Pramono Anung, rekan separtai Pak Laksamana Sukardi beberapa hari lalu berkomentar menanggapi usulan pemerintah mengganti sistem coblos dengan penulisan pada Pemilu 2009. ”Orang-orang yang buta huruf masih banyak. Ibu-ibu sepuh yang ada di pedesaan itu bagaimana? Hak mereka kan sama,” katanya. (http://galihhari.wordpress.com/2007/11/11/pemilu-2009-pencoblosan-diganti-penulisan-penolakan-pdip)Pada lingkup yang lebih kecil – IA-ITB – Sabtu besok akan ada pemilihan Ketua. Kabarnya sistemnya juga masih dengan pencoblosan. Ada yang beranggapan ini adalah hal lucu, mengingat bahwa alumnus ITB memiliki intelektualitas di atas rata-rata dan cenderung tidak mau tertinggal dalam penerapan teknologi.
Pernyataan ini bukanlah kritik belaka namun juga mengandung sedikit masukan yang mungkin masih kurang dipahami masyarakat. Di negara yang teknologinya maju, pemilu telah menggunakan alat canggih sehingga tidak perlu kertas lagi. Hal itu tentu tidak tepat diterapkan di Indonesia yang bukan negara kaya. Kalau ada yang mengusulkan, pasti akan ditolak Menkeu, apalagi Wapres.
Nah kira-kira apa yang tepat? Pemilu di Indonesia itu kan terorganisir dengan baik, isian pilihannya sudah terdefinisi dengan jelas karena telah diverifikasi. Artinya pemilih sebenarnya tidak perlu menulis, tetapi cukup dengan memberi tanda, misalnya tanda ‘v’ atau ‘x’. Data pilihan partai, caleg, maupun capres, dikodekan dalam angka maupun tidak, dapat diakuisisi dengan mudah menggunakan scanner berkecepatan 300 lembar per menit plus perangkat lunak DMR yang ditempatkan di setiap kota/kabupaten.
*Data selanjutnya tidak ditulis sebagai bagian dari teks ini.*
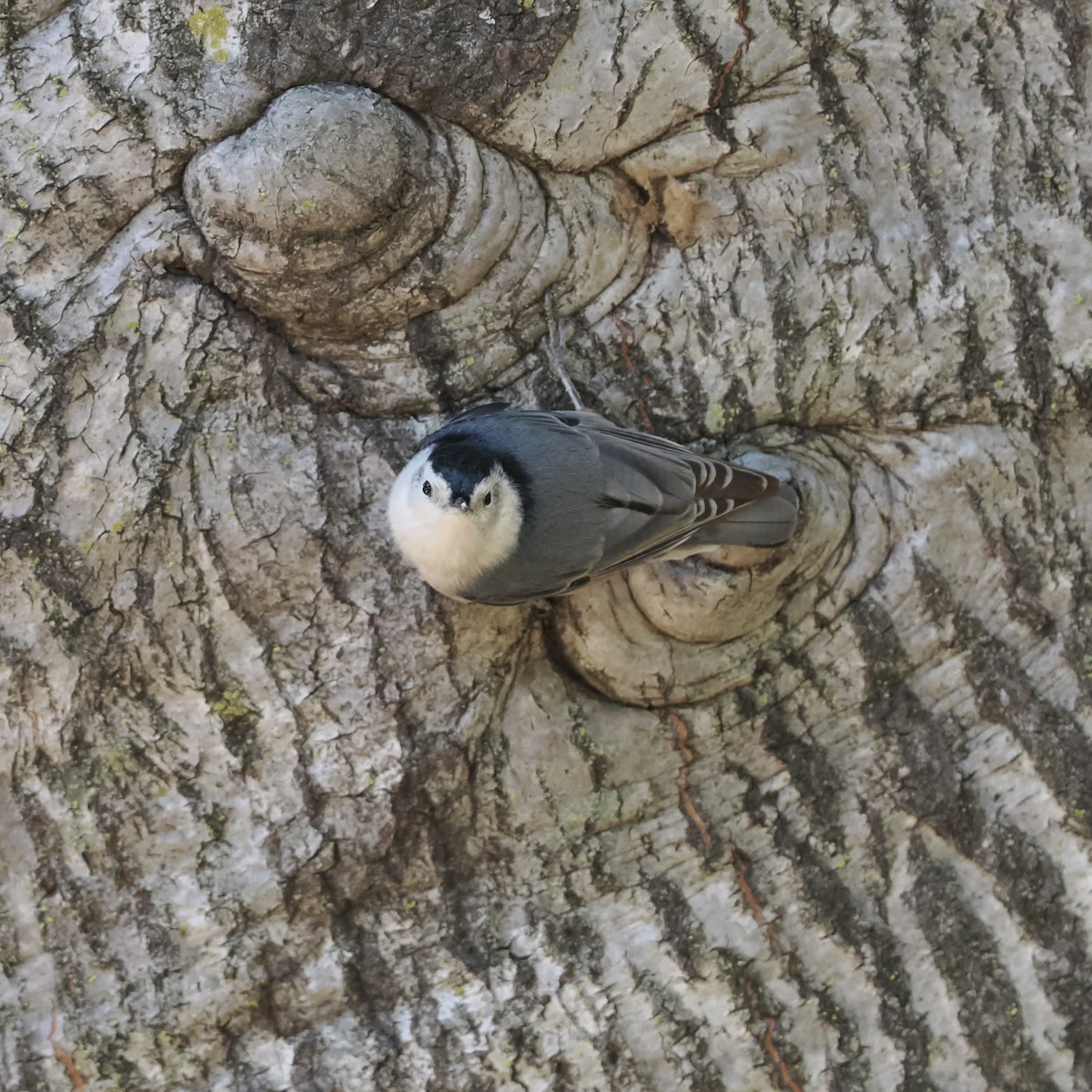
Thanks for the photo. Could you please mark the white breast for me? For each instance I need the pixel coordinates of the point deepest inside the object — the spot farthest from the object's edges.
(451, 550)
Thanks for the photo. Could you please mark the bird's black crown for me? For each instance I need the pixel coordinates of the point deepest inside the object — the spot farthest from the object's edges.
(463, 463)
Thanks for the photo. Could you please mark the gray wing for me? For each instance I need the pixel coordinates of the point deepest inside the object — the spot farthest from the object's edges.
(661, 495)
(609, 498)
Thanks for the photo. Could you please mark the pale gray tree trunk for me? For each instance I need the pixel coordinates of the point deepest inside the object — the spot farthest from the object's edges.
(273, 814)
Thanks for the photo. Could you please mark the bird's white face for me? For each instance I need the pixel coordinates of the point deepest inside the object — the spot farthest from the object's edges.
(450, 527)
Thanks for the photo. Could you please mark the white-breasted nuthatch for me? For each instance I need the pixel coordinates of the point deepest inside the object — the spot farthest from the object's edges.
(500, 505)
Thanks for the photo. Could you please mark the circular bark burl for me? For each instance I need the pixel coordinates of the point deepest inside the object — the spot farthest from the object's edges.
(401, 250)
(678, 632)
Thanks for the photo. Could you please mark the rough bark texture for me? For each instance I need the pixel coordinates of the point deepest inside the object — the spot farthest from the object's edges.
(274, 816)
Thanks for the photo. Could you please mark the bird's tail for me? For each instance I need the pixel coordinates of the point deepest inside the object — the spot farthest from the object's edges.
(767, 522)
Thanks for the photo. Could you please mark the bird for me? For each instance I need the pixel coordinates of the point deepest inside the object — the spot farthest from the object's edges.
(501, 505)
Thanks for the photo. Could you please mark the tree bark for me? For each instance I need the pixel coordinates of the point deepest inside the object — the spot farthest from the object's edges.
(277, 816)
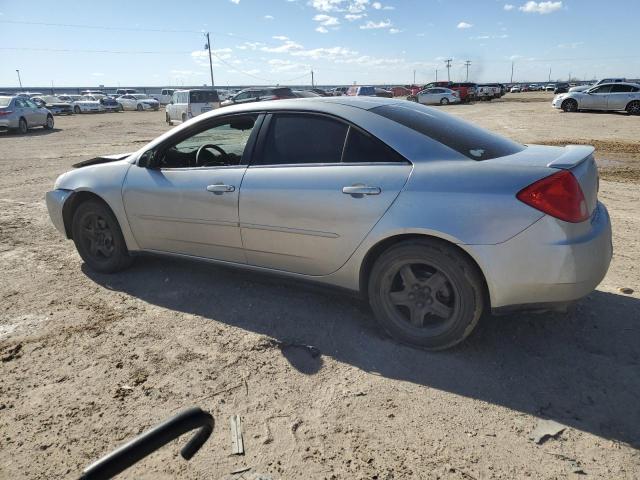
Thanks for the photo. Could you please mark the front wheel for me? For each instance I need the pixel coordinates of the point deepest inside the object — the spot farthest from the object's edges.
(98, 238)
(426, 293)
(633, 108)
(570, 105)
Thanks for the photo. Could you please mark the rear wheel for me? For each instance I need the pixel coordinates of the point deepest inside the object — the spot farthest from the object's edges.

Kalau ingin yang lebih hemat tetapi cukup cepat, perhitungan kertas suara tetap secara manual di TPS, tetapi berita acara alias rekapitulasinya berupa form yang siap untuk di-scan, tidak lagi di-entry manual.
Mimpikah itu? Tidak! Itu semua sudah mungkin untuk dilakukan, tinggal apakah pengambil
kebijakannya melek teknologi atau tidak.